In recent years there has been much progress in the identification and vaccination to prevent the spread of the human papillomaoma virus. However, these findings are often useful for women in rich countries. .

In 2012, about 266,000 people died of cervical cancer, 90 percent of whom died and in middle income countries died.World Health Organization.

"Cervical cancer is now suffering from a lack of resources." "Says the study author Mark Sheffman.She is the Doctor of Cancer and Cancer Genetics, the National Cancer Institute, located in Washington, DC, seeking for a cure for the disease for 35 years.

"We are trying to cope with cervical cancer with increasing cure, but it's very easy to find, but it's very accurate," he said, adding a little later on through a simpler technology-based technology.

Schiffman is part of a team that created an algorithm for more than 60,000 cymbots in Costa Rica.

Image speculative, small light and camera without the need for advanced images.

The study began in the 1990s.

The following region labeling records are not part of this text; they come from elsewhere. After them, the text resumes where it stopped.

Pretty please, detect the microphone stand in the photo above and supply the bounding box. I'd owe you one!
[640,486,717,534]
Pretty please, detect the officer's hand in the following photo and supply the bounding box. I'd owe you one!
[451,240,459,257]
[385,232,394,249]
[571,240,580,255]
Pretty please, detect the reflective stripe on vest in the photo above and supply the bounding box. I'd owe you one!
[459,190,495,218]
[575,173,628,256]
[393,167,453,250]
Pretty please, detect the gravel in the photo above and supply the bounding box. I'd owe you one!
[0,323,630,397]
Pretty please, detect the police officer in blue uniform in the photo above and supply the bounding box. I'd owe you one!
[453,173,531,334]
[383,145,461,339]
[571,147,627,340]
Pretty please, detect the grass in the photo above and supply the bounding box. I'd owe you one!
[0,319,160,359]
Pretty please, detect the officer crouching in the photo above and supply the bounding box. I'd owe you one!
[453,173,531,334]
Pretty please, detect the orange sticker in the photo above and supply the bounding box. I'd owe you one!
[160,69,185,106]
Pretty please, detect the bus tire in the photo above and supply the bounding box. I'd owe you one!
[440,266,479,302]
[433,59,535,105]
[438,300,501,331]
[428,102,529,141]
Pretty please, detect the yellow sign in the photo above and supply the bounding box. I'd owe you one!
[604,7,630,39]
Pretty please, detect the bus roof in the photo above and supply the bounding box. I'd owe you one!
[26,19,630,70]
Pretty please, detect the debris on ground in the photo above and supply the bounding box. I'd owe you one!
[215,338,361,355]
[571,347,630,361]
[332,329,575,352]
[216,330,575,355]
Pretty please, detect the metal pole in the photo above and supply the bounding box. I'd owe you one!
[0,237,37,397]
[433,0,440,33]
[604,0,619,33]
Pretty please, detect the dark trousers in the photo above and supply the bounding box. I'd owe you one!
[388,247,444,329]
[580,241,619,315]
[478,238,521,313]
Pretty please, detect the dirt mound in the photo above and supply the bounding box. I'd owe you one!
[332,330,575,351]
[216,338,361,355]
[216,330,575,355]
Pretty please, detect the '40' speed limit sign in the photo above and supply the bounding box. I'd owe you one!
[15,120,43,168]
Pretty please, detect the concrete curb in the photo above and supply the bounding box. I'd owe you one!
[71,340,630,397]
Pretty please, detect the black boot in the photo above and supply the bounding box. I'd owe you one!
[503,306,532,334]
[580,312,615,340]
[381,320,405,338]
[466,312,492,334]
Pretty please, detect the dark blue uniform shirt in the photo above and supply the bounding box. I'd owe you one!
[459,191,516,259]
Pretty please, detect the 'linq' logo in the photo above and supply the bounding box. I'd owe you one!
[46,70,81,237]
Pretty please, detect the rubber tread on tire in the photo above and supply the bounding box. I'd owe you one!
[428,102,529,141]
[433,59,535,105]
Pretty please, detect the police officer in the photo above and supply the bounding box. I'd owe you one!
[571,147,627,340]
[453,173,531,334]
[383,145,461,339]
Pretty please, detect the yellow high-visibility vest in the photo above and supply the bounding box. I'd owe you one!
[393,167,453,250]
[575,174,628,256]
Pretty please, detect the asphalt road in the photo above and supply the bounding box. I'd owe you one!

More than 9,400 women aged 18 years were included.

The AI ​​technology, known as the automated VP, is found to have identical cells with 91% accuracy, according to the National Cancer Institute's Journal.

In comparison, 69% of cancer patients have been diagnosed by a medical specialist and have been found in conventional laboratory tests, such as 71% of panicoclopentol.

The highest risk for cervical cancer among women between the ages of 25 to 49 is most commonly known as AI algorithm.

"He saw such pictures and worked better, and he was better than me."

The aim is to bring technology to next three to five years. Clinical trials around the world can be registered with a large number of patients and eventually easier everywhere.